«Тетя Елена», – сказал он в спину худощавой, темноволосой женщины, которая наклонилась над старым господином, скрючившимся в кресле. Она подошла ко мне и предложила перейти в маленькую гостиную через коридор. Она была очень молода и грациозна, с небольшим припудренным лицом и продолговатыми мягкими глазами, которые, казалось, были вытянуты к вискам. На ней был черный джампер, а руки были изящны подстать шее.
– Как это ужасно, – прошептала она.
Я довольно ненаходчиво отвечал, что, кажется, пришел не вовремя.
– О, – сказала она, – а я думала… – Она посмотрела на меня. – Садитесь, – сказала она. – Я думала, что только что видела ваше лицо на похоронах… нет? Видите ли, умер мой деверь и… Нет, нет, сидите. Жуткий день.
– Не хочу безпокоить вас, – сказал я. – Мне лучше уйти… Я только хотел поговорить с вами о своем родственнике… которого вы знали, мне кажется… в Блауберге… но это не важно…
– В Блауберге? Я там была два раза, – сказала она, и лицо ее встрепенулось оттого, что где-то зазвонил телефон.
– Его звали Севастьян Найт, – сказал я, глядя на ее ненакрашенные, нежные, дрожащие губы.
– Нет, никогда о таком не слышала, – сказала она, – нет.
– Он был наполовину англичанин, – сказал я, – писал книги.
Она покачала головой, а потом повернулась к двери, которую отворил ее немногословный племянник.
– Соня придет через полчаса, – сказал он. Она кивнула, и он исчез.
– Нет, не знаю… Я вообще никого в той гостинице не знала, – продолжала она.
Я поклонился и снова просил извинить.
– Но как
– У моего брата был гимназический товарищ по имени Розанов, – сказал я.

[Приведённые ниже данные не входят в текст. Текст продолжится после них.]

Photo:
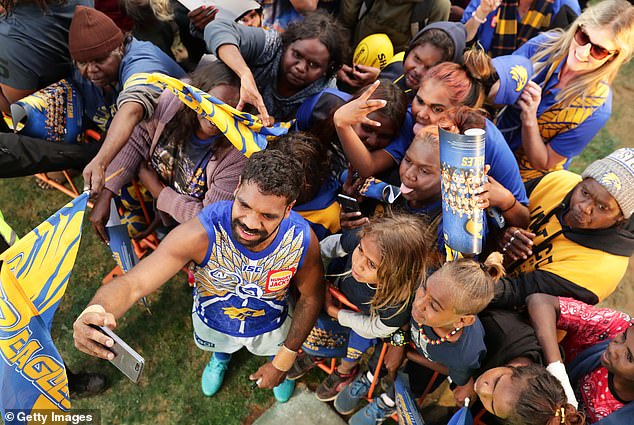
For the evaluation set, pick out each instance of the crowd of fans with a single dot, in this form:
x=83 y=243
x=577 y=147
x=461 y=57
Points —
x=265 y=233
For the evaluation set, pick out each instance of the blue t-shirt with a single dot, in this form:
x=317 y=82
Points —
x=240 y=292
x=140 y=58
x=462 y=357
x=497 y=154
x=278 y=14
x=322 y=212
x=568 y=143
x=486 y=30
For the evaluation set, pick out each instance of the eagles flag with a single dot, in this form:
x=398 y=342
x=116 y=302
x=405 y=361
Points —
x=245 y=131
x=33 y=277
x=462 y=416
x=406 y=407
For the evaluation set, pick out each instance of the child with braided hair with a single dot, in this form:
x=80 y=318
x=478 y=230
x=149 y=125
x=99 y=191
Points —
x=526 y=395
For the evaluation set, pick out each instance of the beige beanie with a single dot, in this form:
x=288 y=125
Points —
x=615 y=173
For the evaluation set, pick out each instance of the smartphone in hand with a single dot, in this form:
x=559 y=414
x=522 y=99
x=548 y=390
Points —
x=128 y=361
x=348 y=204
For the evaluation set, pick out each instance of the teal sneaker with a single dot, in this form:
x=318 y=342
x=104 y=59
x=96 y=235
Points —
x=213 y=375
x=284 y=391
x=372 y=414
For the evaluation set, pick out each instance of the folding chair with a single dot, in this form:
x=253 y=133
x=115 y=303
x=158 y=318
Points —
x=72 y=192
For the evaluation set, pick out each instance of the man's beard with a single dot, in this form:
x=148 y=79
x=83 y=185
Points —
x=235 y=224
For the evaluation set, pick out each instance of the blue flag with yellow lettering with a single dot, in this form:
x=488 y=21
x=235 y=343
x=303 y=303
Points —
x=245 y=131
x=33 y=278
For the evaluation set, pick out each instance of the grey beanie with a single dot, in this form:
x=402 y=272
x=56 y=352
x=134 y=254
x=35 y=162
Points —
x=455 y=30
x=615 y=173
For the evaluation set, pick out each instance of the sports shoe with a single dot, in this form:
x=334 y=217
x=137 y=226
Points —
x=333 y=384
x=304 y=363
x=284 y=391
x=213 y=375
x=349 y=398
x=372 y=414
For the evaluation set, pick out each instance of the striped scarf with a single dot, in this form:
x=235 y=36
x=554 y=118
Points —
x=509 y=35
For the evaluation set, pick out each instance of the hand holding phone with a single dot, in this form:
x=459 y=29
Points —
x=348 y=204
x=127 y=360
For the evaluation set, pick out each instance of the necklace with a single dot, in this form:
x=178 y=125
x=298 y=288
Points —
x=427 y=340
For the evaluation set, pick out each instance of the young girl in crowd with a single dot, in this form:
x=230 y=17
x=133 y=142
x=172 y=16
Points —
x=444 y=87
x=570 y=98
x=181 y=158
x=316 y=115
x=445 y=330
x=389 y=257
x=437 y=42
x=278 y=72
x=526 y=395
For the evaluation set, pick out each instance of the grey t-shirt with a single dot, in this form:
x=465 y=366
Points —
x=34 y=42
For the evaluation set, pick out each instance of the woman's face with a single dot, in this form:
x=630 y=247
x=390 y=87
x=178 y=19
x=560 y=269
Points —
x=366 y=259
x=587 y=43
x=498 y=391
x=103 y=71
x=430 y=104
x=373 y=137
x=228 y=94
x=419 y=60
x=420 y=174
x=304 y=61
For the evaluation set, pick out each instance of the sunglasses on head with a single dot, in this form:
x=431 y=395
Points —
x=596 y=51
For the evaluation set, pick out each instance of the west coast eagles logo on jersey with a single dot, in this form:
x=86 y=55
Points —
x=231 y=288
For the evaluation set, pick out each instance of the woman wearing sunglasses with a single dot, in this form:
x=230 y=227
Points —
x=569 y=99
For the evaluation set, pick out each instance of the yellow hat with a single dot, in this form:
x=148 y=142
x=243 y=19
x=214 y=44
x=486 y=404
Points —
x=375 y=50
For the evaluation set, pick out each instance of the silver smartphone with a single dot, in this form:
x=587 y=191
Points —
x=348 y=204
x=128 y=361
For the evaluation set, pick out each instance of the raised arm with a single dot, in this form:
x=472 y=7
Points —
x=186 y=242
x=541 y=155
x=233 y=43
x=367 y=162
x=544 y=312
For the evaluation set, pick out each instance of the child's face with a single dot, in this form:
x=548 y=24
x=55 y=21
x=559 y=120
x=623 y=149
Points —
x=418 y=61
x=373 y=137
x=498 y=391
x=228 y=94
x=433 y=305
x=618 y=358
x=366 y=260
x=430 y=104
x=420 y=173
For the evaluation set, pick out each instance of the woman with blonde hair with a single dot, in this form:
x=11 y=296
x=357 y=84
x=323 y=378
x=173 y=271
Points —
x=570 y=98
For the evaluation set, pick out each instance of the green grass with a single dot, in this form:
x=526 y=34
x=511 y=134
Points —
x=169 y=391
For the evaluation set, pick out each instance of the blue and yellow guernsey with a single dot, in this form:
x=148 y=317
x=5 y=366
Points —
x=243 y=293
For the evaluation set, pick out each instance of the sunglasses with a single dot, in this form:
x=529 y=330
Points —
x=596 y=51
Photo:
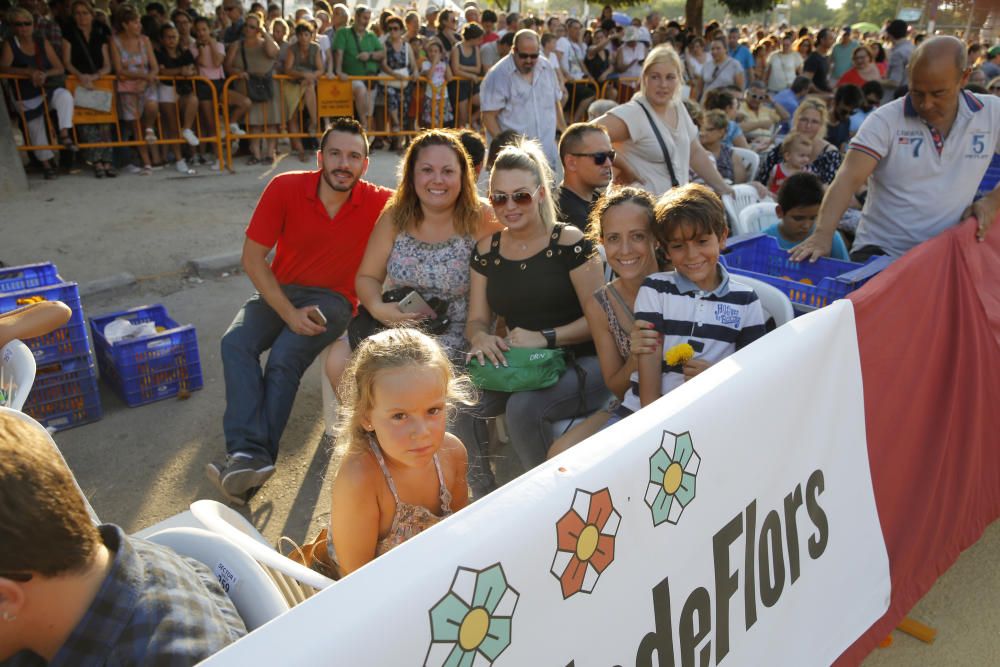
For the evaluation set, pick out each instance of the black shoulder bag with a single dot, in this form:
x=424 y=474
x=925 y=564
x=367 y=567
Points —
x=663 y=145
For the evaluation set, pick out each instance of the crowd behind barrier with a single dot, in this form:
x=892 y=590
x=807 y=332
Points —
x=113 y=117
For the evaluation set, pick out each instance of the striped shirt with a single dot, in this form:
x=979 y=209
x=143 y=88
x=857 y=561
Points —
x=715 y=323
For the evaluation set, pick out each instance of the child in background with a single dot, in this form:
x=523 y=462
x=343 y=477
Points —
x=796 y=154
x=798 y=206
x=697 y=304
x=401 y=472
x=437 y=108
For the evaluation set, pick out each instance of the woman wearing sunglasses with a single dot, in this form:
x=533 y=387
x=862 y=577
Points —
x=535 y=274
x=653 y=120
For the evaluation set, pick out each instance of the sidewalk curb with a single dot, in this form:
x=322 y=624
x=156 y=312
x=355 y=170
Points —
x=222 y=262
x=107 y=283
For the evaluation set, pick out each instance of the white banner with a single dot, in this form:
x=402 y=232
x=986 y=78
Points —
x=734 y=520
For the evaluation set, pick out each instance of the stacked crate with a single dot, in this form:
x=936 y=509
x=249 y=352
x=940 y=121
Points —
x=149 y=368
x=64 y=393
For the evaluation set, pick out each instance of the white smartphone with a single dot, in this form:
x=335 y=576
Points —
x=317 y=316
x=414 y=303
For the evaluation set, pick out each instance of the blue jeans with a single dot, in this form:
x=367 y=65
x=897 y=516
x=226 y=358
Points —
x=258 y=401
x=530 y=415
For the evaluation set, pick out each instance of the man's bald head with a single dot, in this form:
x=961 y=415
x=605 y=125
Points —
x=934 y=50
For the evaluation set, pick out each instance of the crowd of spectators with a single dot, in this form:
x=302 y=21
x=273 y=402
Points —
x=447 y=69
x=613 y=264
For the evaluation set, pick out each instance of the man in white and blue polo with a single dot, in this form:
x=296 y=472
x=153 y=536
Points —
x=925 y=153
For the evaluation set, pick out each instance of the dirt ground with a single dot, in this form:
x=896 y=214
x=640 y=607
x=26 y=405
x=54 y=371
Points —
x=142 y=465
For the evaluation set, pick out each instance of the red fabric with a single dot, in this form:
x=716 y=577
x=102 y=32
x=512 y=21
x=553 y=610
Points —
x=929 y=337
x=314 y=250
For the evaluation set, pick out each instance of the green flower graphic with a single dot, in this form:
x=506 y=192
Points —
x=471 y=625
x=672 y=471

– Вы их найдете в телефонной книжке, – продолжала она второпях, – я, видите ли, не очень-то хорошо их знаю, а теперь я совершенно не в состоянии ничего искать.
Ее позвали, и я в одиночестве пошел в сторону передней. Там какой-то пожилой господин задумчиво сидел на моем пальто и курил сигару. Сперва он никак не мог взять в толк, что мне нужно, но потом рассыпался в извинениях.
Было мне отчего-то жаль, что Елена Гринштейн оказалась не той. Хотя, конечно, она и не могла быть женщиной, доставившей Севастьяну столько страданий. Такие, как она, не разбивают жизни, они ее созидают. Вон как уверенно она заправляла домом, который разрывался от горя, да еще нашла в себе силы уделить внимание каким-то фантастическим делам совершенно постороннего и лишнего здесь человека. И она ведь не просто выслушала меня, но подала совет, которым я тотчас и воспользовался, и хотя люди эти не имели никакого отношения ни к Блаубергу, ни к моей незнакомке, я приобрел одну из самых драгоценных страниц жизни Севастьяна. Более систематический ум поместил бы ее в начало этой книги, но мое исследование сразу пошло особенным магически-логическим путем, и хотя мне порой трудно отделаться от мысли, что оно мало-помалу превратилось в какое-то сновидение, вышивая по канве действительности собственные свои фантазии, не могу не признать, что меня все же вело в направлении верном и что, пытаясь изобразить жизнь Севастьяна, я должен держаться раз заведенного ритмического узора. Как будто подчиняясь закону какой-то странной гармонии, встреча, поведавшая мне о первом отроческом романе Севастьяна, оказалась в непосредственной близости к отзвукам его последней темной любви. Две тональности его жизни вопрошают одна другую, и ответ – в самой его жизни, а ближе этого к человеческой правде не подступиться.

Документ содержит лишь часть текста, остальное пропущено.